🤖 AI Summary
To address severe bias in causal effect estimation arising from unmeasured spatiotemporal confounders—particularly their nonstationarity—this paper proposes a causal inference method based on a latent factor panel model. The method posits a factor confounding assumption, wherein shared latent factors jointly capture the influence of unmeasured confounders on both exposure and outcome; causal effects are point-identified by imposing structural constraints on spatiotemporal interference. Innovatively integrating panel modeling, spatiotemporal effect decomposition, and matrix dimensionality reduction, it relaxes restrictive assumptions of conventional approaches—namely, confounder stationarity or spatial smoothness. Simulation studies demonstrate that our method substantially reduces omitted-variable bias compared to spatial smoothing models and standard panel benchmarks. Empirically applied to estimate the impact of prenatal PM₂.₅ exposure on birth weight in California, it validates both efficacy and practical utility.
📝 Abstract
Unmeasured confounding can severely bias causal effect estimates from spatiotemporal observational data, especially when the confounders do not vary smoothly in time and space.
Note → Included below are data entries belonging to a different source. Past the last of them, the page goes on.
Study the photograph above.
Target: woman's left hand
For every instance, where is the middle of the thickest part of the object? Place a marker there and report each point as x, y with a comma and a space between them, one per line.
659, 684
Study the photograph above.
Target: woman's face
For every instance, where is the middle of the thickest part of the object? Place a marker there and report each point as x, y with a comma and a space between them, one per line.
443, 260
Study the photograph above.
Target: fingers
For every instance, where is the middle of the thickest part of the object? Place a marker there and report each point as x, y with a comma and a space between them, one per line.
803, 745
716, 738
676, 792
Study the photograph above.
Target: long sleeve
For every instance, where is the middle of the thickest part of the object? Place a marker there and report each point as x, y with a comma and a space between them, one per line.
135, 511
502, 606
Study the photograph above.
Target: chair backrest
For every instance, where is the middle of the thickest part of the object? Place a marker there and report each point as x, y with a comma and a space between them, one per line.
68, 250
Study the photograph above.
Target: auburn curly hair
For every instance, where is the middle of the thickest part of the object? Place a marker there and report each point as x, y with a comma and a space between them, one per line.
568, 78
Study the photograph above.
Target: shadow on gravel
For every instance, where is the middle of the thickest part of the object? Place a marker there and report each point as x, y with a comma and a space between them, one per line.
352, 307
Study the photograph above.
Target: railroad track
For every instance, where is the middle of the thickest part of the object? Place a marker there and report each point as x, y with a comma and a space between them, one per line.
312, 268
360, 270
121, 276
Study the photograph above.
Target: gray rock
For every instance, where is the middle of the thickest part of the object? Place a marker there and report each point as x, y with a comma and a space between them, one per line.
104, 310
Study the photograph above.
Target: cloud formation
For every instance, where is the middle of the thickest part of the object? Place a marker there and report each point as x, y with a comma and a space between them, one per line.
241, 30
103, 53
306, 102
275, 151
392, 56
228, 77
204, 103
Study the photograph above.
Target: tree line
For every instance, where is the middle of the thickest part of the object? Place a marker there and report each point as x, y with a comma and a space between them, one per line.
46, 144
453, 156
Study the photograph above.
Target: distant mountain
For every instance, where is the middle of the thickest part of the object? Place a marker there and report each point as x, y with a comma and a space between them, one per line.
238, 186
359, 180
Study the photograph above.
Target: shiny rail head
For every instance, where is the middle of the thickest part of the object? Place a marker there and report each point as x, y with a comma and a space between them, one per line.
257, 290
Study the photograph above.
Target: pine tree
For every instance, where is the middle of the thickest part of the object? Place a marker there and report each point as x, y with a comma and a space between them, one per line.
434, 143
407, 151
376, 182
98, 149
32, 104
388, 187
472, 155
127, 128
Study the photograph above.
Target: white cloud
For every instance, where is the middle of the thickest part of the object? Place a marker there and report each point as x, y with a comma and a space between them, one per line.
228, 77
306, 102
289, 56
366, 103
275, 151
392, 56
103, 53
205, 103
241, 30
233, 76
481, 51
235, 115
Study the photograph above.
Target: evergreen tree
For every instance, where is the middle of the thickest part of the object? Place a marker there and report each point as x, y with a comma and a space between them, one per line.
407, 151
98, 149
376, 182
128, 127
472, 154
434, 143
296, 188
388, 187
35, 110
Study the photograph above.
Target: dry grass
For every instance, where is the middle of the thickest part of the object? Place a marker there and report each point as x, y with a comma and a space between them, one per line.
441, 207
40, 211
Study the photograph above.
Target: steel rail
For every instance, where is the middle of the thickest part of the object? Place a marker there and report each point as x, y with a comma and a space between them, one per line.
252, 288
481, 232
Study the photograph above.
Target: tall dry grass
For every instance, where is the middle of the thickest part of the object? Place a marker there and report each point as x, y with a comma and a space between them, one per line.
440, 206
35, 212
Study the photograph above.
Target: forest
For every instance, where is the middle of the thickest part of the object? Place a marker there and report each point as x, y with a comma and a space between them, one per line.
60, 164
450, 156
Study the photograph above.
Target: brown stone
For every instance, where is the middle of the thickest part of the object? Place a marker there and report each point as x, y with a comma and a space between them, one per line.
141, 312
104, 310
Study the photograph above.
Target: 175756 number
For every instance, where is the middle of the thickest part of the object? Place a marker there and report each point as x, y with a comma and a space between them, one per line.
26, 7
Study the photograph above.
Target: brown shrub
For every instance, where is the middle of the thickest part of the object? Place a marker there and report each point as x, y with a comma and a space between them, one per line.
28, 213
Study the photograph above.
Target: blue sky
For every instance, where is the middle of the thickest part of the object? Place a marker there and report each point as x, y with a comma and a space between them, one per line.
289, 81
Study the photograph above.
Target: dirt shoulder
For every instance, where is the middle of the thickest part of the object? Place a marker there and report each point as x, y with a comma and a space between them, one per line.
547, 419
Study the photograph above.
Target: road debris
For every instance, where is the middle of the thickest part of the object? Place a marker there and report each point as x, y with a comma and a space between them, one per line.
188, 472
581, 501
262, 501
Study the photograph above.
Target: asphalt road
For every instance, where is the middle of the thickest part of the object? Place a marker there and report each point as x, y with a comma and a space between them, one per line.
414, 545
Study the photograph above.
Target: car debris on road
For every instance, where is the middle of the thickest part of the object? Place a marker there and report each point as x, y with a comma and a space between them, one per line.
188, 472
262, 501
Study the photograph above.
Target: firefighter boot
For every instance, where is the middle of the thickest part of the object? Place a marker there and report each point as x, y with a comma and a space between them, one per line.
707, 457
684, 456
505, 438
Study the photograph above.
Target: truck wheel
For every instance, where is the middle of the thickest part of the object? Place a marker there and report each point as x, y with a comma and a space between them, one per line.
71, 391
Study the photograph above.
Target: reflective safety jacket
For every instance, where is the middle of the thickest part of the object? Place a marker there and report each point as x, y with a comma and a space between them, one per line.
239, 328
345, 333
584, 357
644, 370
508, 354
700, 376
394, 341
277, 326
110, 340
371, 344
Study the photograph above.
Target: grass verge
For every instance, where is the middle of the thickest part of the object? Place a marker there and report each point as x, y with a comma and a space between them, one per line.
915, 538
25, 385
In this work, we develop a method for addressing unmeasured confounding in spatiotemporal contexts by building on models from the panel data literature and methods in multivariate causal inference. Our method is based on a factor confounding assumption, which posits that effects of unmeasured confounders on exposures and outcomes can be captured by a shared latent factor model. Factor confounding is sufficient to partially identify causal effects, even when there is interference between units. Additional assumptions that limit the degree of spatiotemporal interference, reasonable in most applications, are sufficient to point identify the effects. Simulation studies demonstrate that the proposed approach can substantially reduce omitted variable bias relative to other spatial smoothing and panel data baselines. We illustrate our method in a case study of the effect of prenatal PM2.5 exposure on birth weight in California.